Dutch Recycling Chain Droppie Expands to 70 Shops
A recycling business that pays people for their sorted trash just raised €4.2 million to grow from 13 stores to 70 across the Netherlands. Droppie is turning everyday waste into cash for residents while keeping recyclables out of landfills.
Imagine getting paid every time you take out the trash. That's exactly what's happening in Dutch cities, where a two-year-old recycling chain called Droppie just secured millions to expand across the country.
Droppie raised €4.2 million from climate and social impact investors to grow from 13 stores to 70 locations. The company pays residents 10 to 20 cents per kilo for sorted household waste, from old clothes and phones to plastic packaging and used cooking oil.

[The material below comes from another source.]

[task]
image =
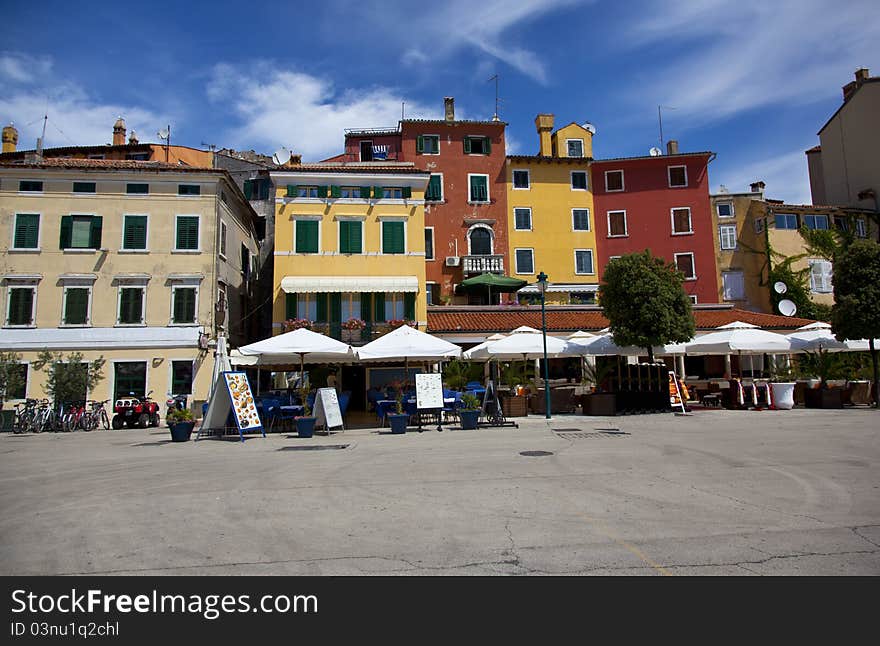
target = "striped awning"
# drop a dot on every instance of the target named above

Since launching in 2023, the chain has attracted more than 72,000 users in Amsterdam, The Hague, Rotterdam, and Utrecht. Now it plans to open in other major cities where overflowing bins often leave recyclables dumped on sidewalks or headed to incinerators.
The secret sauce is a smart machine Droppie calls the DropBot. It uses image recognition to check the quality of what people bring in, ensuring waste streams stay clean and valuable.

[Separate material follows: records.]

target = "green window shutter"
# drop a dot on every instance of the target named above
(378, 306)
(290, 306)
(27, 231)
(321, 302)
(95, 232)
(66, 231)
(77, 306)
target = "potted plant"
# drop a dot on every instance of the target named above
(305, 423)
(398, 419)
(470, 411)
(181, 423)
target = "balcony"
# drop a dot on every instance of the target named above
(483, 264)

The results speak for themselves. Around 72% of the internet routers collected get reused instead of trashed. Used frying fat becomes sustainable aviation fuel. Even deposit bottles get a second life through partnership machines that accept up to 200 at once.

The Ripple Effect
Droppie's timing couldn't be better. The Netherlands has struggled for years to meet its recycling goals, with the official deposit-return system falling short of its 90% collection target annually.
In 2024 alone, nearly a quarter of deposit bottles weren't returned, leaving Dutch consumers €139 million poorer. Traditional recycling infrastructure simply isn't keeping up with the volume of waste in dense urban areas.
Co-founder Stef Traa built Droppie around a simple insight: people recycle more when it's convenient and rewarding. The stores double as parcel pickup points for Vinted and DHL, creating another reason to stop by regularly.
Amsterdam's climate and energy fund backed the expansion, along with Rotterdam and Amsterdam social impact investors. They're betting that paying people directly for quality recycling can solve what top-down mandates haven't.
The model proves that environmental solutions don't require sacrifice. Making recycling convenient and profitable turns a chore into an opportunity, one plastic bottle at a time.